In [7]:
import time
import numpy as np
import pandas as pd
from sentence_transformers import SentenceTransformer
from sklearn.linear_model import LogisticRegression
from sklearn.metrics.pairwise import cosine_similarity

#provided configuration(drop down list)
PLATFORM_CONFIG = {
    "gaming": {"threshold": 0.6},  # Gamers talk trash; higher tolerance
    "social": {"threshold": 0.5},   # Default
    "professional": {"threshold": 0.3}, # Strict
    "kids": {"threshold": 0.15}    # Very Strict
}

# Limits(Constants)
SAFE = 0.4
UNSAFE = 0.85 

class DetoxifySmart:
    def __init__(self, config=None):
        #making default config(other values are updated in filter api section only suggestion one is made default here)
        self.config = {
            "enable_suggestions": True
        }
        if config:
            self.config.update(config)

        print("Loading lightweight AI model (all-MiniLM-L6-v2)...")
        self.embedder = SentenceTransformer('all-MiniLM-L6-v2')
        
        self.model = LogisticRegression(max_iter=1000)
        
        self.df = None
        self.toxic_embeddings = None

    # xxxxxxxxxxxxxxxxxxxxxxxxxxxxxxxxxxxxxxxxxxxxx Training Portion xxxxxxxxxxxxxxxxxxxxxxxxxxxxxxxxxxxxxxxxxxxxxxxxxxxxxxxxxxxx
    def load_and_train(self):
        url = "https://raw.githubusercontent.com/s-nlp/paradetox/main/paradetox/paradetox.tsv"
        data = pd.read_csv(url, sep="\t")
        
        #training data
        toxic_samples = data.iloc[:, 0].head(4000)
        safe_samples = data.iloc[:, 1].head(4000)
        
        #Generate Embeddings (happens once at startup)
        # converts text to 384-dimensional meaningful vectors
        X_toxic = self.embedder.encode(toxic_samples)
        X_safe = self.embedder.encode(safe_samples)
        
        X = np.vstack([X_toxic, X_safe])
        
        part1 = np.full(len(toxic_samples), 1)
        part2 = np.full(len(safe_samples), 0)
        y = np.concatenate([part1, part2])

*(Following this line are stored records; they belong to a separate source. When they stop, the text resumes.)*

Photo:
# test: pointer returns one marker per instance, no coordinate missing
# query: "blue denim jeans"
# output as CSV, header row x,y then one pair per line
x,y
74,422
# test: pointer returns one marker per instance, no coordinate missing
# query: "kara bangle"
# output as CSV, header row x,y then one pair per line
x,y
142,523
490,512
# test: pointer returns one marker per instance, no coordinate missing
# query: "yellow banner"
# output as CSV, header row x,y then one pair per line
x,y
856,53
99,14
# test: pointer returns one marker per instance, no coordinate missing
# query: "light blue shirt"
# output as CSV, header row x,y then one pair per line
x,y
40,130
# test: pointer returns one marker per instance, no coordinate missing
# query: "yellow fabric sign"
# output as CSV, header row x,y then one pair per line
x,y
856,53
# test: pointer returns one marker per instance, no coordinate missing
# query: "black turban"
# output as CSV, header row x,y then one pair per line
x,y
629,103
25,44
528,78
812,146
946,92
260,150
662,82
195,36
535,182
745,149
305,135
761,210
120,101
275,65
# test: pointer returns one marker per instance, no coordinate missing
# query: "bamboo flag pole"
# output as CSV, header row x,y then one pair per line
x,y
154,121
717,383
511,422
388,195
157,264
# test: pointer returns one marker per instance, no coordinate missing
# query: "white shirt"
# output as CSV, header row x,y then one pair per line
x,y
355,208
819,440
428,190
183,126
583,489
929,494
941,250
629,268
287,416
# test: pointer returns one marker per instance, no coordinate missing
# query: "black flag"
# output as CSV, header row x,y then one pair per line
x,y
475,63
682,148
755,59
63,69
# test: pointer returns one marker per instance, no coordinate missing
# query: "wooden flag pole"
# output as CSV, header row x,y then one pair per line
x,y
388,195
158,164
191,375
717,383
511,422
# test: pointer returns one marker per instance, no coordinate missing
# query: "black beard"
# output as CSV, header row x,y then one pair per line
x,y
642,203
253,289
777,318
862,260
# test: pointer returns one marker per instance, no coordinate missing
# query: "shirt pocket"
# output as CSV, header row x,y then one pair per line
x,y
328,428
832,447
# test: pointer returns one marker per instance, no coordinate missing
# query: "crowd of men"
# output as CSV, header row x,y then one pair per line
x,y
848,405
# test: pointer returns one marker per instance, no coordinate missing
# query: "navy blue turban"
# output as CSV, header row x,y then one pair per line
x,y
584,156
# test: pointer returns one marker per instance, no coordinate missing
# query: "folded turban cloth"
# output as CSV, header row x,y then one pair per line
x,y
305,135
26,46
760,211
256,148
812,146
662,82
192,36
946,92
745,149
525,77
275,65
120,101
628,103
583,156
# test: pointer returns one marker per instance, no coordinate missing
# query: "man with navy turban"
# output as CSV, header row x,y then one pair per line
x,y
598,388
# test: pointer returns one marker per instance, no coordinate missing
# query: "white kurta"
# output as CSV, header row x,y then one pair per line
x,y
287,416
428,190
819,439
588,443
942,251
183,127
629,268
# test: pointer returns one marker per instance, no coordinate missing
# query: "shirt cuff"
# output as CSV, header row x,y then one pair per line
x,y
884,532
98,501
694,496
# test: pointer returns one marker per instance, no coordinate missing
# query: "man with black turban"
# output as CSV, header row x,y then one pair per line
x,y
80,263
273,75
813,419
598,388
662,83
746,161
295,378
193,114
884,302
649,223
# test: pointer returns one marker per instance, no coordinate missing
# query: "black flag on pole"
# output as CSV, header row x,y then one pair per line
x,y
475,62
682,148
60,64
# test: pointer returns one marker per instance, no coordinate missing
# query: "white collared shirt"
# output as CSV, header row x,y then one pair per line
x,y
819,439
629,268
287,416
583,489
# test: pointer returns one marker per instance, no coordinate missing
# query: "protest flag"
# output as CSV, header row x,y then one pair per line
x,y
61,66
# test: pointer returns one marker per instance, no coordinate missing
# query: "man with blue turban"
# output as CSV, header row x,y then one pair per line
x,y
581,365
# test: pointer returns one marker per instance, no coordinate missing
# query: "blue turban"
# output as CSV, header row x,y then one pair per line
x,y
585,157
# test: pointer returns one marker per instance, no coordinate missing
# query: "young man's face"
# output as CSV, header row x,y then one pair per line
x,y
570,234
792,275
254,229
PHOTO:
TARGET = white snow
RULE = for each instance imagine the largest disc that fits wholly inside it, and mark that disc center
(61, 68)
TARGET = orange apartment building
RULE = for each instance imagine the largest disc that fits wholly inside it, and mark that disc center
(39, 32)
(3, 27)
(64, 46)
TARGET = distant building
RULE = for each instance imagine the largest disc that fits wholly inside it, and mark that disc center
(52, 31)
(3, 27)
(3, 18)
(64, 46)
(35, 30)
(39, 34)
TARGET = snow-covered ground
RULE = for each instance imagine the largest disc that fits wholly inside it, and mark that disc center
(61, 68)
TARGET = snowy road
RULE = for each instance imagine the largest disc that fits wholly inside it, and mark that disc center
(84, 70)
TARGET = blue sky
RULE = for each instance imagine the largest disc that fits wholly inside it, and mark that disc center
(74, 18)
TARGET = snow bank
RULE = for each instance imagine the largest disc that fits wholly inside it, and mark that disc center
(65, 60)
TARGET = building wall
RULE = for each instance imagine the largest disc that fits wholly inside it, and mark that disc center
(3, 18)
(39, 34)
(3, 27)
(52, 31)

        #training the model
        self.model.fit(X, y)

        #xxxxxxxxxxxxxxxxxxxxxxxxxxxxxxxxxxxxxxxxx Sugesstion Part xxxxxxxxxxxxxxxxxxxxxxxxxxxxxxxxxxxxxxxxxxxxxxxxxxxxxxxxx
        if self.config["enable_suggestions"]:
            self.df = pd.DataFrame({
                "toxic": toxic_samples,
                "suggestion": safe_samples
            })
            self.toxic_embeddings = X_toxic # Store pre-computed vectors
            
        print("System Ready. Context-aware model loaded.")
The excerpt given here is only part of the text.